Farah also repeated the Birther theory that Obama’s mother was too young to have conferred citizenship on her son by virtue of being a citizen herself. But not only does that theory rely on a rather obviously misaken reading of the relevant law  — it only becomes operant in the first place if Obama were born “outside the geographical limits of the United States and its outlying possessions.” (Title 8, Chapter 12, sub-chapter III, Part I §1401 of the U.S. code).

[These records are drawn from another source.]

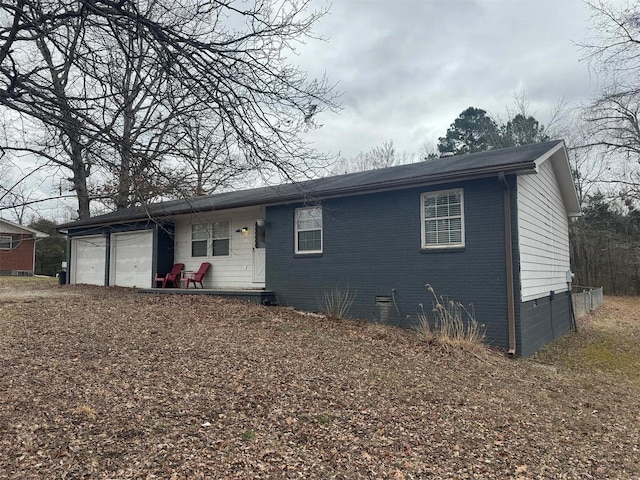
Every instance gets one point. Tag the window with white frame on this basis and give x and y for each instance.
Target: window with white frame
(308, 229)
(6, 242)
(199, 240)
(443, 219)
(220, 238)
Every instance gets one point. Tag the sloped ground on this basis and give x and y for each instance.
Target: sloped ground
(106, 383)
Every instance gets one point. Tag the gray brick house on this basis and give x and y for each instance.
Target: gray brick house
(488, 229)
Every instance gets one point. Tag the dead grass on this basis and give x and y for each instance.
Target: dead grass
(105, 383)
(608, 342)
(450, 325)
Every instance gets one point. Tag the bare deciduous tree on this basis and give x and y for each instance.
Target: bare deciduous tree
(108, 80)
(613, 115)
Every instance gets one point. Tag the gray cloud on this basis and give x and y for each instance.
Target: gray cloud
(408, 68)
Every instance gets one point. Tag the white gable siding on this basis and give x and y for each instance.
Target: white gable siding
(543, 231)
(8, 228)
(232, 271)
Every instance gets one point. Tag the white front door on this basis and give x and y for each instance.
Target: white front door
(259, 250)
(131, 259)
(88, 257)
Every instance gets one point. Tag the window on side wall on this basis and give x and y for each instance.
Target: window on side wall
(443, 219)
(221, 238)
(6, 242)
(199, 240)
(308, 230)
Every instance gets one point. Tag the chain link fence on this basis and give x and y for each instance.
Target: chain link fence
(586, 299)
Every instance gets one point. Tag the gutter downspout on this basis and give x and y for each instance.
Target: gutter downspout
(511, 309)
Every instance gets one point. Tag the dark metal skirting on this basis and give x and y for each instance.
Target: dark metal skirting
(262, 297)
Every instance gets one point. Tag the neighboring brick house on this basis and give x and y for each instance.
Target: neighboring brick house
(17, 248)
(489, 229)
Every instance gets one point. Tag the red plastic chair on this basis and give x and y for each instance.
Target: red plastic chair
(172, 277)
(199, 275)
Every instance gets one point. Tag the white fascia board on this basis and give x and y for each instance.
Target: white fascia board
(560, 163)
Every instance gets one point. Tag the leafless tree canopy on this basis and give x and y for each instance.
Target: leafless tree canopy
(613, 115)
(130, 93)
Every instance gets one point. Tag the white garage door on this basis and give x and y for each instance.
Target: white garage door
(131, 259)
(88, 256)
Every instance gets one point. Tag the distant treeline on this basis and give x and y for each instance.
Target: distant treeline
(605, 247)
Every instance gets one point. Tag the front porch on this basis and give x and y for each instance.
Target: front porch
(259, 296)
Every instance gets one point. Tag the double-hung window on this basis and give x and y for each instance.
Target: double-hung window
(220, 238)
(308, 229)
(199, 240)
(210, 239)
(6, 242)
(443, 219)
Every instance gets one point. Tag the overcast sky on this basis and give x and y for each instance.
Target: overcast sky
(407, 68)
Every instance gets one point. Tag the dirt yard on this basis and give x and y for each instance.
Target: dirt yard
(106, 383)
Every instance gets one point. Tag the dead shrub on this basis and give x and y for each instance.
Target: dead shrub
(336, 302)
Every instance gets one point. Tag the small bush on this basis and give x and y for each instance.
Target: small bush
(337, 302)
(452, 326)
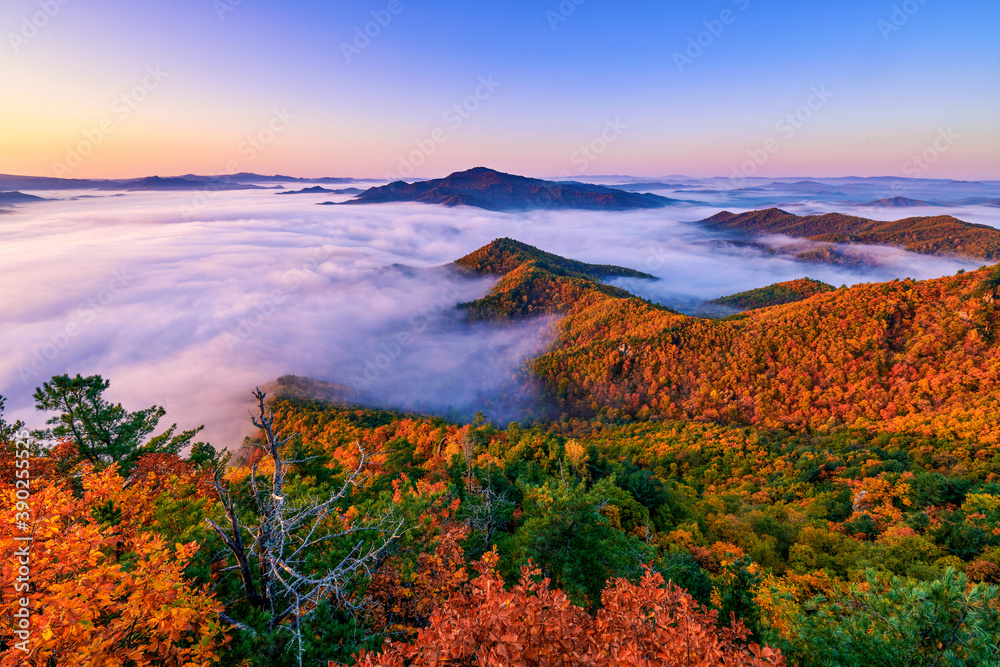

Even so, Farah insisted that there is still little known about Obama’s “history of citizenship” after his birth, and raised anew questions about whether he ever traveled under foreign passports or attended college registered as a foreign student. He also questioned why Obama’s legal adoption by stepfather Lolo Soetoro was not noted in an amendment to the birth certificate released by the White House. But Farah would not specify how any of these possibilities would change the president’s eligibility to serve, beyond saying it was “an area of the constitution that requires some deep thought.”

When I asked whether the White House move would render colleague Jerome Corsi’s forthcoming book, Where’s the Birth Certificate?, a dead letter, Farah said he believes that was the administration’s intention.

“I think that’s the intent of the release of this birth certificate, primarily. Drop a little bombshell and derail the impending mystery around this book. But I do believe that we shall overcome that. I’m more convinced than ever that this will be a huge bestseller,” he said.